Saturday, July 5, 2025
Google search engineGoogle search engine
HomeKolom KhususFormalitas adalah Kesaksian Sebuah Kualitas

Formalitas adalah Kesaksian Sebuah Kualitas

Formalitas menunjukkan kualitas.

Kalimat ini disampaikan Ustaz Dr. Abdul Aziz Qahhar Muzakkar, M.Si. dalam orasi ilmiahnya pada Wisuda STAI Al-Bayan, pagi tadi, Sabtu (10/5/2025. Beliau, selaku Ketua Dewan Senat, menyampaikan pesan tegas tentang pentingnya legalitas dan keabsahan akademik dalam membentuk kredibilitas seorang sarjana.

Dengan lantang beliau menegaskan, “Saya adalah sarjana sejati. Secara formalitas, saya memang sarjana. Saya menempuh pendidikan resmi mulai dari S-1, S-2, hingga S-3. Semua proses perkuliahan saya jalani dengan baik dan bisa saya pertanggungjawabkan.”

“Jadi, “sambung Doktor alumnus UIKA tersebut, “jika ada yang ingin mempertanyakan legalitas kesarjanaan saya, silakan. Perguruan tinggi tempat saya belajar siap memberikan bukti. Saya tidak perlu membela diri dengan emosi.”

Pernyataan tersebut bukan sekadar pembelaan diri pribadi.
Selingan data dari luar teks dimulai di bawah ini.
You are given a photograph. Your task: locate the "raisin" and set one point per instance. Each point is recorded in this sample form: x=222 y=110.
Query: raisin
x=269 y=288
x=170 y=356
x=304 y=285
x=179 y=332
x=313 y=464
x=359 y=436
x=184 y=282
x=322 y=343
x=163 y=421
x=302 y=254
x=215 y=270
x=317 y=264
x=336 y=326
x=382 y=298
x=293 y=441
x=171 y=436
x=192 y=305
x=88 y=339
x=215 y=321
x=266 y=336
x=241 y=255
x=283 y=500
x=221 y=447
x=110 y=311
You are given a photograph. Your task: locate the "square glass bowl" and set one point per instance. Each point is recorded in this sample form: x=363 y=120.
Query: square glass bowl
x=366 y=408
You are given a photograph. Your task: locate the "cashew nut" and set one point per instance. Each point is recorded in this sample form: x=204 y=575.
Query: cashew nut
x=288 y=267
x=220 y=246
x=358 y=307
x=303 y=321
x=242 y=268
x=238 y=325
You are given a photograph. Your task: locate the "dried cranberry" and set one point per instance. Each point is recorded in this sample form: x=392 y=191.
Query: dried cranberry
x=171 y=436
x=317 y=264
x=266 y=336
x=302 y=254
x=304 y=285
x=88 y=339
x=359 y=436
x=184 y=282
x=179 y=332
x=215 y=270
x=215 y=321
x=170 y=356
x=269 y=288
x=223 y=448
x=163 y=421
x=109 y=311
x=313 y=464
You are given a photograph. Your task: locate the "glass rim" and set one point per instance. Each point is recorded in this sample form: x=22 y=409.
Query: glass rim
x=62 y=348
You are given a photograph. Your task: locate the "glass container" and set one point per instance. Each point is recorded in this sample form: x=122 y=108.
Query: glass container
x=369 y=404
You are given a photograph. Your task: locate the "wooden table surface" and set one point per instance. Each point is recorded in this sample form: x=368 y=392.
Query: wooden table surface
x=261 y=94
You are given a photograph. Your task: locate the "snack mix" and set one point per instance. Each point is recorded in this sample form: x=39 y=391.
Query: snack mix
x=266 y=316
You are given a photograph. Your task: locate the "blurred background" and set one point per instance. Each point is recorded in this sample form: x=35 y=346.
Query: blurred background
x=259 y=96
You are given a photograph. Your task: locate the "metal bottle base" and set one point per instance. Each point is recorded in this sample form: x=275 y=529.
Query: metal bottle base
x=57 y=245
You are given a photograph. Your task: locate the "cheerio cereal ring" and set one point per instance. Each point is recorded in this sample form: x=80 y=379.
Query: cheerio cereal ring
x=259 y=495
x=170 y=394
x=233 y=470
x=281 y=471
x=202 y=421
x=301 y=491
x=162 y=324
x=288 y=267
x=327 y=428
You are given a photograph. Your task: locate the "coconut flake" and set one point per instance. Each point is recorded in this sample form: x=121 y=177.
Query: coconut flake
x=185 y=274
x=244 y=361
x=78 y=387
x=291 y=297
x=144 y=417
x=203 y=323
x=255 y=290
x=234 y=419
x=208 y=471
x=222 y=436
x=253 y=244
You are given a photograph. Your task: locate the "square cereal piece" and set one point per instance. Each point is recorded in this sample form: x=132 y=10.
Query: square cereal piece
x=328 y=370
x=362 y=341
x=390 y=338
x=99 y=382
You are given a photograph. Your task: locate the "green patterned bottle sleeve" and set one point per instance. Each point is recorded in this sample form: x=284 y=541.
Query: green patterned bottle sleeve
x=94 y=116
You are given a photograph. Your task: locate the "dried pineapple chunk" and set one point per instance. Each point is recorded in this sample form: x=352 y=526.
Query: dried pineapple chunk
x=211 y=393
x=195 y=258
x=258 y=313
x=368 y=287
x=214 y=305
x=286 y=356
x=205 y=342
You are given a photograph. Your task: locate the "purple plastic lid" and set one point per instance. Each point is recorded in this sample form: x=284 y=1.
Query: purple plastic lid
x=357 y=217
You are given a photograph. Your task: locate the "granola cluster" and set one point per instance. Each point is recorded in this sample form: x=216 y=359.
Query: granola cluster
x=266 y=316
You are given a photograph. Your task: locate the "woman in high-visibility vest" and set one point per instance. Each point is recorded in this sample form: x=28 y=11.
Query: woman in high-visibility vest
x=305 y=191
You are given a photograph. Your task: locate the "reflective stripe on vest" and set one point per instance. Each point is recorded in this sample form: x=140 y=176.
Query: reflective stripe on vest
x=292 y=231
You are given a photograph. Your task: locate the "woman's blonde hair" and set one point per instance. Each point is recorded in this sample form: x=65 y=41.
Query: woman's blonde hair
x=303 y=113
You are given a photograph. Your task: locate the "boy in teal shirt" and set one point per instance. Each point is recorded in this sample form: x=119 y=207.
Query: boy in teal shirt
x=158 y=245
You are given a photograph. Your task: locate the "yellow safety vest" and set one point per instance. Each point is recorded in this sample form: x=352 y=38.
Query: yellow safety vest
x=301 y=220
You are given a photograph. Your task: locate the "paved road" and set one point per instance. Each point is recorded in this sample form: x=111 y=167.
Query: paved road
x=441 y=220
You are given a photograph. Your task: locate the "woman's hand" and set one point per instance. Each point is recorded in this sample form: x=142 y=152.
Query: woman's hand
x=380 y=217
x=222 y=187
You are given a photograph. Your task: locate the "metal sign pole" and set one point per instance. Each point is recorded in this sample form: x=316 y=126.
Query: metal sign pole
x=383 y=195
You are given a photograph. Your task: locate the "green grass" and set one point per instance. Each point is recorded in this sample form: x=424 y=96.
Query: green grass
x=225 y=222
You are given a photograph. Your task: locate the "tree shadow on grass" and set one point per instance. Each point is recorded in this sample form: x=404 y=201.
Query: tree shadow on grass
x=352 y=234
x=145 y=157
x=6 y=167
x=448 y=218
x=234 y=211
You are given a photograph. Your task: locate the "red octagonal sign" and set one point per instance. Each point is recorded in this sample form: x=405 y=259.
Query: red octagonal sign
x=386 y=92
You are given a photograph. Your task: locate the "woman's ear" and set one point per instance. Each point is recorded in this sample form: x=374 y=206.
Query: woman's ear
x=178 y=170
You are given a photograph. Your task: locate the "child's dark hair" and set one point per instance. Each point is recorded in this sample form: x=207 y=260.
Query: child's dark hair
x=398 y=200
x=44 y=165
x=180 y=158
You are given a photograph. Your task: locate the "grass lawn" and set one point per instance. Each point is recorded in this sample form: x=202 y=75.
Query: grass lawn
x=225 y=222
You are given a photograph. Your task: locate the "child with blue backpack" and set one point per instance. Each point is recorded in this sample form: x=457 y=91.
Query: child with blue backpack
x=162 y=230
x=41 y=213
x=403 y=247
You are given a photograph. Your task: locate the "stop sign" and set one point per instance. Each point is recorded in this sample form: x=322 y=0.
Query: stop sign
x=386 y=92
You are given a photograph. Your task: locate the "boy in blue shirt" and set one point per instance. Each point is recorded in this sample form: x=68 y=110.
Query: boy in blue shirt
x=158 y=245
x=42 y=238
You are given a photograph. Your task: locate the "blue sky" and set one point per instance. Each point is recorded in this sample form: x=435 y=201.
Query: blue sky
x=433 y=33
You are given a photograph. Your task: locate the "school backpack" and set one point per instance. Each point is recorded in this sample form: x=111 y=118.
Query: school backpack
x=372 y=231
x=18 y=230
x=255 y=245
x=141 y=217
Ia mencerminkan prinsip penting yang semakin krusial di tengah arus zaman yang cepat, instan, dan kadang mengabaikan proses.

Di era ini, kita dihadapkan pada godaan untuk menempuh jalan pintas—mendapatkan gelar tanpa belajar, memperoleh pengakuan tanpa upaya. Maka, formalitas hadir sebagai penyeimbang moral dan etika dalam dunia pendidikan.

Formalitas bukan sekadar selembar ijazah atau angka-angka pada transkrip nilai. Ia adalah representasi dari sebuah proses intelektual dan integritas akademik yang panjang dan melelahkan.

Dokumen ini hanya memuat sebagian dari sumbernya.